Joker: la trascendencia de un bufón
Octubre 2019
Maribel Salinas
El Joker de Joaquin Phoenix llegó para revolucionar el inconsciente colectivo y mostrarnos cómo la sociedad es un caldo de cultivo para la creación de sus propios monstruos, a veces incomprendidos, más nunca justificables. Cuando el egoísmo impera y el sistema de salud es paupérrimo –todo menos antropocéntrico– se acentúa la crisis social y personal de Arthur Fleck.

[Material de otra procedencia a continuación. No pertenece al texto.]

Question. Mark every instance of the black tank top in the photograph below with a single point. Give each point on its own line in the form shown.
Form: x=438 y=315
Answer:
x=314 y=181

Está al borde del colapso emocional, físico, psicológico. Es una psique vulnerable alimentada por la apatía, indiferencia y abuso de quienes están a su alrededor. Niños lo bullean, sus compañeros de trabajo sacan ventaja de su “inocencia” y hasta su madre le guarda funestos secretos. La violencia escala paulatinamente dentro y fuera de él hasta que descubre satisfacción en la venganza, el dolor y la muerte ajenos.
Lo interesante de Joker es que desarrolla todos estos elementos a partir de un villano extraído del mundo de los cómics de superhéroes y lo inserta en un contexto realista que se amalgama con los problemas que enfrentamos hoy en día como sociedad (tanto en Estados Unidos como en el resto del mundo). Joker es un símbolo y, al presentarlo como personaje protagónico, se toma todo su bagaje de abuso, inestabilidad mental y caos para profundizar el discurso, una técnica de intertextualidad recurrente en la literatura y el campo audiovisual.

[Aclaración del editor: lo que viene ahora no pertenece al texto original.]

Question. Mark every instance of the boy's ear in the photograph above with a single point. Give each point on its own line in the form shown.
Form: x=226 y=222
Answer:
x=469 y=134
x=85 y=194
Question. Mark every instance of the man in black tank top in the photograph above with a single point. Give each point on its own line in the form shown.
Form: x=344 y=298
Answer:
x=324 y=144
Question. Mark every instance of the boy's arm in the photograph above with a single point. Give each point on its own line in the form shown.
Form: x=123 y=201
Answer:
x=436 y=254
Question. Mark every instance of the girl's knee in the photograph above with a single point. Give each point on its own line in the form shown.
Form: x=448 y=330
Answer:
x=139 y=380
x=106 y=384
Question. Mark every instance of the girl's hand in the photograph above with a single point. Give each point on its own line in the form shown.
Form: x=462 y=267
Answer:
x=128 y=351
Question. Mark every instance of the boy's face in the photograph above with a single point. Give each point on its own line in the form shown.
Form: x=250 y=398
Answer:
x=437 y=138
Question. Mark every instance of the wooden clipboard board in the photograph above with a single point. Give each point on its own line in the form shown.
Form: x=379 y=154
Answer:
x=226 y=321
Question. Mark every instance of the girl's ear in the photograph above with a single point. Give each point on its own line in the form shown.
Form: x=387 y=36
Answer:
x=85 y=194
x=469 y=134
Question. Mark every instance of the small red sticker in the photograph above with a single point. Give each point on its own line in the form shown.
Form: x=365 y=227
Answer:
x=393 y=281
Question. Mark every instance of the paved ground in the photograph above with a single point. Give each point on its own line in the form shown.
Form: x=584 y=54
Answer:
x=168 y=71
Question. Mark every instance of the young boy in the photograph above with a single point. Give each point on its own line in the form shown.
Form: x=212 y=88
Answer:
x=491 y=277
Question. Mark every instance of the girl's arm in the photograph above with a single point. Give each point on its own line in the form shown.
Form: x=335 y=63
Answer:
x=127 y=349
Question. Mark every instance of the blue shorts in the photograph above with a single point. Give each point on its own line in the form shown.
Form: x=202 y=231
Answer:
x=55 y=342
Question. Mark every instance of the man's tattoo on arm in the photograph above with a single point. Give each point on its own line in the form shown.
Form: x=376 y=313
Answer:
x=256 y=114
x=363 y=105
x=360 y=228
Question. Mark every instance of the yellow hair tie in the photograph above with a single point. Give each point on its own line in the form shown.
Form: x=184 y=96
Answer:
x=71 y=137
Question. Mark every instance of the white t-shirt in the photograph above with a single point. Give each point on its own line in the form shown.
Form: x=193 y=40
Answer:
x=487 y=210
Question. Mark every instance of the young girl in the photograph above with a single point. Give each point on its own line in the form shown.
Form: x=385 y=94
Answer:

Joker está en ciudad Gótica, pero esa no es la ciudad Gótica que conocemos. Bien podría ser el Estados Unidos de Trump o el México de AMLO, ambos reinos enardecidos con discursos sociales divididos, polarizantes, reacios de la otredad, y en donde el encono entre ricos y pobres es el combustible que alimenta a Fleck hasta llevarlo a la locura.
El director Todd Phillips poco a poco mezcla estos aspectos oscuros y realistas con un personaje de ficción, producto del odio y el escarnio social, para criticar lo que nos estamos haciendo unos a otros. Para desnudar la agresividad, el odio propio y ajeno, el egoísmo, el resentimiento, pero en masa y a nivel colectivo.
A partir de una actuación magistral, intimista y un estudio de personaje, Todd Philips y Joaquin Phoenix tratan de explicar fenómenos tan complejos como el incremento de homicidios, la psicopatía y los crímenes con arma de fuego en su versión más cruda: los tiroteos. De ahí que Joker se haya atrevido a ir a donde ninguna película de personajes basados en cómics ha ido antes –ni siquiera las de Nolan–, pues pone bajo un lente humano a las versiones del papel y el cine, y desmitifica a figuras antes presentadas cuasi como santos (como es el caso de Thomas Wayne).
Lo que ha hecho polémica a la cinta es que hacia el final pareciera validar el show macabro de Joker al hacer de la violencia y sus tácticas un espectáculo. Al tratarlo como el redentor simbólico de un sector social hasta el momento olvidado y sin voz ni voto, ni ningún tipo de injerencia en la manera en que se mueve el mundo o se conduce ciudad Gótica. Y, de nuevo, si eso se lee bajo los esquemas de las administraciones trumpistas y pejistas, se vuelve aún más escalofriante.